Source: Daily Monitor
It is nine years since Juliet Atto returned from LRA captivity after being forcefully abducted by the Lords Resistance Army (LRA) in 1995.
Ms Atto was abducted with 15 others on her way to Alero Primary School where she was in Primary Three in 1996. She was forced at 14 years, to be the sixth wife of a deceased LRA commander whom she did not want to reveal.
Atoo escaped from captivity in 2002, but her freedom was short lived as one of the UPDF soldiers who rescued her, forced her to be his wife and did not allow her to make contact with anybody. “It was like hell for me. He would not allow me to go out of the house or even accept any of his colleagues to enter his hut. None of the women in the barracks could even come near my door,” she said. She only regained her freedom in 2006 when the soldier, whom she says hails from Moyo district, died of HIV/Aids. She bore two children for him but one has since died.
Now back home and HIV positive, Ms Atto is struggling to make ends meet with only remaining relative, her aunt. All her parents and brothers were killed during the insurgency.
Ms Stella Akot, was abducted at a tender age of 12 from their home in Cwero, Gulu District. While in captivity, an LRA commander forced her to be his wife, and she bore two children with him. She escaped with her children in mid-2002.
In 2005, she got married to a man with whom she has a child but he resents her two children. “He does not take good care of the children and he only contributes Shs8, 000 towards rent. I have to work to pay their school fees and feeding.”
The accounts of these girls, are shared by many other formerly abducted child mothers, who have been robbed of their innocence and endured depressing experience in the hands of the LRA commanders that terrorised the region for two decades.
Two reports by the Uganda Association of Women Lawyers (FIDA-Uganda) launched in Gulu recently identifies failing health, limited access to justice and undignified livelihoods as some of the biggest reintegration impediments faced by these girls.
The reports titled, ‘Bearing witness, girl mothers of Gulu district’ and another, ‘In the Multiple Systems of Justice in Uganda, Whither Justice for Women?’, provides a horrifying account of 35 formerly abducted girl mothers. According to the report, rape, sexual violence, unwanted pregnancies and injuries that the former abductees suffered has greatly compromised their health.
In addition, it was found that most of them still find difficulty in accessing health facilities and health related information, a situation which has led to the Sexually Transmitted Diseases they suffer from, advancing to critical stages.
They girls, the report states are suffering from psychological torture and mental illness. It also points that some of the child mothers have been rejected by their parents or relatives. “Through beatings her bones were broken and the man abandoned her and on her return, her family also rejected her, she is in Gulu Town where she does odd jobs to make ends meet so that she can take care of her three children,” the report narrated the ordeal of one girl.
It identifies resource constraint, cultural biasness in the traditional justice system, awareness concerns and the lack of a clear policy to prosecute gender related violence in the International Crimes Division as some of the major legal glitches.

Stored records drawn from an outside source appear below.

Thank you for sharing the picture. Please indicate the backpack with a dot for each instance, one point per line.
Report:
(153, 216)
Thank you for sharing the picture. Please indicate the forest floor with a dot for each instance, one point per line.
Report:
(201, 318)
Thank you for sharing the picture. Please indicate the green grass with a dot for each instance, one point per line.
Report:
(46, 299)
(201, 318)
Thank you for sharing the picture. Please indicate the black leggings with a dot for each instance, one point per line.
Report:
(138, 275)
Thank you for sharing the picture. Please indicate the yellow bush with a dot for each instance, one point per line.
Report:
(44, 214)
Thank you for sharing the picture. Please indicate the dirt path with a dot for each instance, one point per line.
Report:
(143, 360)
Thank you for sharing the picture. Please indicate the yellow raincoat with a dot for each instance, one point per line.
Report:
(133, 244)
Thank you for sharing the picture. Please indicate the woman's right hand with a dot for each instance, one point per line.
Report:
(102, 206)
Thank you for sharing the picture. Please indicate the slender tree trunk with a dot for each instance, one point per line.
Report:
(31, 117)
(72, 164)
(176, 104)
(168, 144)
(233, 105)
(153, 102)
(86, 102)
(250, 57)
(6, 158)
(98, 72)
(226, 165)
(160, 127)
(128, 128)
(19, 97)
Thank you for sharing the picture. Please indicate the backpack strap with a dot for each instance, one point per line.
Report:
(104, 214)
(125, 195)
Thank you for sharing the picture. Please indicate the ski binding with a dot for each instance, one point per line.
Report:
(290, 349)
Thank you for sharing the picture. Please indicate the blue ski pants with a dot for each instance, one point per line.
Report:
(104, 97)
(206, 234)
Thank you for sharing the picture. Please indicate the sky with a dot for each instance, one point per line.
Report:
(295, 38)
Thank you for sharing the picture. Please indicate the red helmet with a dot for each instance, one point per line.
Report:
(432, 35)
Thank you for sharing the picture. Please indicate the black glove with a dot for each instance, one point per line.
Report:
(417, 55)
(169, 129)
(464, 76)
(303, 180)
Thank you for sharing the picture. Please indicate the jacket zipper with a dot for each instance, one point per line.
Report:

One of its recommendations is for the government to start free reproductive health treatment centres in the region, and to create a child mothers’ compensation fund to help improve their livelihoods. “I feel that despite so many years after the end of the conflict, they are far from receiving any justice or compensation. The Uganda government should do more to ensure that justice and reparation are looked at as the key issues in the reconstruction of northern Uganda,” Ms Vahida said in a separate interview.
Justice Owiny Dollo, who attended the lunch of the report in Gulu, blamed the State for failure to protect the victims and called for a legislative framework to make them access government programmes in the region like NUSAF and PRDP. “I think we need to fight from whatever vantage point we enjoy to arrive at a legislation that will spell out how these various interventions for northern Uganda would assist the victims and the entire community to rebuild their lives,” he said.
The rwot of the Patiko chiefdom, Jeremiah Bongojane, said the women may not even access justice under the male dominated Acholi culture.“Acholi cultural laws protect the women on paper, but on practice, the people who should help the women are the men and their words are final, wrong or right. The women have nothing to do,” he remarked.
The Fourth Division spokesman Capt Peter Mugisha said the army is looking into the issue of documenting and compensating the former rebels who joined the army and urged the victims to report to the army.